DEPOK, SWARAJABAR.ID — Kantor Imigrasi Kelas I Non TPI Depok memilih SMA Negeri 2 Depok sebagai lokasi kegiatan Imigrasi Go To School pada Rabu (5/8/2026), membawa dua pesan sekaligus: peringatan tegas terhadap bahaya Tindak Pidana Perdagangan Orang (TPPO) serta peluang emas melanjutkan pendidikan ke Politeknik Imigrasi (Poltekim).
Kegiatan ini disambut antusiasme tinggi oleh ratusan siswa, terutama kelas XII yang sedang merancang masa depan setelah lulus sekolah. Mereka tak hanya dibekali pemahaman tentang bahayanya tergiur tawaran kerja ke luar negeri tanpa prosedur resmi, tetapi juga dibuka wawasannya soal peluang berkarier di bidang keimigrasian.
Kepala SMA Negeri 2 Depok, Dadi, S.Pd., menyambut baik langkah ini. Menurutnya, materi yang disampaikan sangat relevan dengan kondisi peserta didik yang beragam latar belakang ekonominya — agar mereka tidak mudah terjebak janji manis pekerjaan di luar negeri yang justru berujung pada eksploitasi.
“Melihat latar belakang ekonomi peserta didik yang beragam, sosialisasi seperti ini sangat penting agar mereka tidak mudah tergiur tawaran bekerja ke luar negeri secara ilegal yang berpotensi menjadi korban perdagangan orang. Alhamdulillah siswa kelas XII mengikuti dengan sangat antusias. Materi ini benar-benar menambah wawasan mereka. Kami berharap kerja sama ini bisa terus berlanjut, tidak hanya di sekolah kami, tetapi juga di sekolah-sekolah lain di Kota Depok,” ujar Dadi.
Sementara itu, Kepala Sub Seksi Humas Kantor Imigrasi Kelas I Non TPI Depok, Herlina Azis, mengingatkan para siswa agar waspada terhadap tawaran pekerjaan di luar negeri yang menjanjikan gaji besar dengan proses yang instan.

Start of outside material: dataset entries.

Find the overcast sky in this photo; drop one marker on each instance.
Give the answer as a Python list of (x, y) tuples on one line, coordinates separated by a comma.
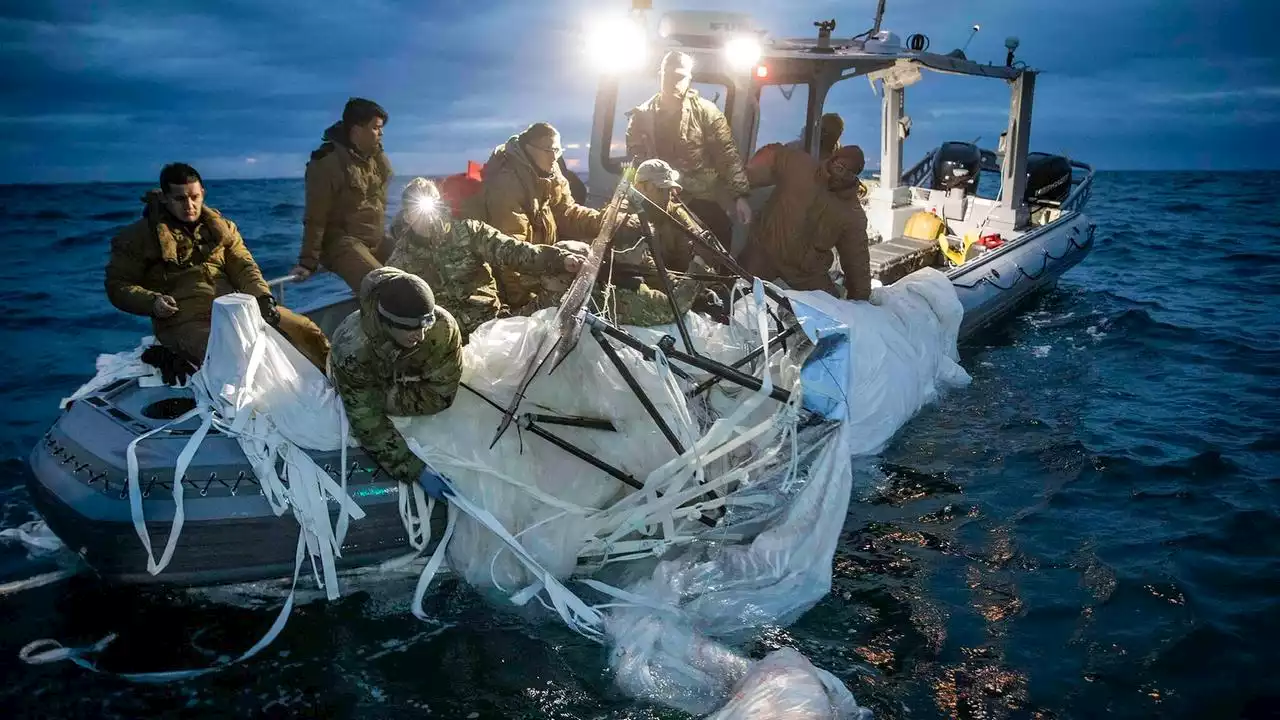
[(96, 91)]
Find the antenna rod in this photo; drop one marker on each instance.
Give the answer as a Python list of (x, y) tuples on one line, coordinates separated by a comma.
[(880, 16)]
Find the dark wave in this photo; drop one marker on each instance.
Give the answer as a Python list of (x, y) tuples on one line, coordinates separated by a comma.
[(117, 215), (83, 240), (1185, 208)]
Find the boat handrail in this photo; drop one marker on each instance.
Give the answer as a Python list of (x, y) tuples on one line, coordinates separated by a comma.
[(1080, 192)]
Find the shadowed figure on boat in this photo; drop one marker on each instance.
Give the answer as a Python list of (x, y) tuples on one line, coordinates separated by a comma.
[(690, 132), (170, 265), (343, 224), (812, 210)]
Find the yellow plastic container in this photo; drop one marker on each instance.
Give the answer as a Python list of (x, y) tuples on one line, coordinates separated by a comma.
[(924, 226), (959, 256)]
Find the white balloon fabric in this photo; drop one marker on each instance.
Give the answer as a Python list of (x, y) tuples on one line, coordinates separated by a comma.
[(535, 516)]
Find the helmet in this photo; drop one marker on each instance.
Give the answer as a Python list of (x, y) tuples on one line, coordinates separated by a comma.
[(658, 173), (423, 206)]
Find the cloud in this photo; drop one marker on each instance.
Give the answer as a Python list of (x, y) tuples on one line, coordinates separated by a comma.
[(114, 90), (1216, 96)]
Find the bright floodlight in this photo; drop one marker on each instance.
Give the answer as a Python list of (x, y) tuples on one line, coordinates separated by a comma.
[(743, 53), (425, 204), (616, 45)]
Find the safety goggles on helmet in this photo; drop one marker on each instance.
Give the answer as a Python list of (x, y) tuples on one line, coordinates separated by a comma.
[(403, 323)]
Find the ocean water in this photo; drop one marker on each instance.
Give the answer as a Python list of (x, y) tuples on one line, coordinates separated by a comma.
[(1091, 528)]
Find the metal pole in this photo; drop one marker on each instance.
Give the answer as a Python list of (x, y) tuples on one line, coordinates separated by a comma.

“Saat ini banyak tawaran bekerja di luar negeri dengan iming-iming gaji tinggi dan proses cepat. Jangan langsung percaya. Bisa jadi di balik janji tersebut terdapat praktik perdagangan orang, bahkan dalam kasus tertentu berkaitan dengan perdagangan organ tubuh. Akibatnya sangat berbahaya — korban kehilangan kebebasan, tidak mendapat perlindungan hukum, dan masa depannya bisa hancur,” tegas Herlina.
Ia menegaskan, siapa pun yang ingin bekerja ke luar negeri wajib menempuh jalur resmi melalui lembaga yang berizin dan diawasi pemerintah.
Selain memperingatkan bahaya TPPO, Imigrasi Depok juga memperkenalkan Poltekim — sekolah kedinasan di bawah Kementerian Hukum dan HAM yang menawarkan pendidikan gratis dan jaminan penempatan kerja di lingkungan keimigrasian setelah lulus.
“Poltekim merupakan pilihan yang sangat baik bagi generasi muda. Pendidikan diberikan secara gratis dan setelah lulus berkesempatan menjadi aparatur yang bertugas menjaga perbatasan negara sekaligus memberikan pelayanan keimigrasian kepada masyarakat,” jelas Herlina.
Herlina juga mengingatkan para siswa untuk selalu menggali informasi penerimaan sekolah kedinasan dari sumber resmi, seperti media sosial maupun brosur resmi Imigrasi, agar terhindar dari informasi palsu maupun pungutan liar.